Wednesday, January 25, 2006

AMD's current generation is more advanced than INTEL's next generation Conroe

We all know this already, INTEL is 5 years behind. But here is more detailed look at the core. The problems with INTEL's Conroe/Merom are discussed here.

Compared to Nebojsa Novakovic's speculations, Josh Walrath has offered us true insights.

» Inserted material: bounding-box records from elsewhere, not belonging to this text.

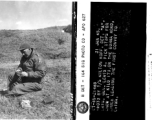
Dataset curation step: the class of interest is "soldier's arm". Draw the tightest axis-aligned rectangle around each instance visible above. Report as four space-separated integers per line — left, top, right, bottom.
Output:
28 54 46 78
16 58 22 71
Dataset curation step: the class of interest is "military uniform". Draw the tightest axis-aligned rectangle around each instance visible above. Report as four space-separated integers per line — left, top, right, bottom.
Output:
8 50 46 94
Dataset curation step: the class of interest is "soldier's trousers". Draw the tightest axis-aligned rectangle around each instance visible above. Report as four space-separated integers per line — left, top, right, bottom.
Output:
7 74 42 95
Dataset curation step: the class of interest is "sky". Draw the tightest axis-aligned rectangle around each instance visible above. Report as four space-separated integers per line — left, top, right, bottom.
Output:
0 1 72 30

Nebojsa Novakovic failed to mention the most fundamental design choice in both Alpha EV7 and Opteron: the embedded memory controller. The Alpha designers had long realzied that memory latency and bandwidth were the foremost limiting factors for system performance (there was a seminal paper which I wasn't able to find a link). Once you choose the route of embedded memory controller, something like ccHT is a must have in order to connect multiple memory controllers together, cache coherently. Nebojsa Novakovic also claimed that INTEL is using HyperTransport in their chipsets, which is probably misunderstanding of the basics. INTEL is not a member of the HyperTransport consortium, which AMD has a lot of control. Furthermore, AMD has only opened up HyperTransport for I/O, it has not yet licensed the true crown jewel, the ccHT to anyone yet, though it's planning on doing it.

All modern CPUs, such as Opteron, Power5, UltraSparc T1 and Alpha EV7 have embedded memory controller(s). The T1 has four memory controllers, and I believe Socket F opteron will have at least two memory controllers.

Oudated designs such as Itanium, Xeon and Conroe use shared FSB.

Nebojsa Novakovic suggests that INTEL should adopt HyperTransport since CSI is delayed until 2009. But things are not so simple. Non coherent HyperTransport is an open standard. But AMD kept to itself the ccHT protocol for inter processor communications. ccHT is what INTEL needs, and there is no way AMD give it away for free.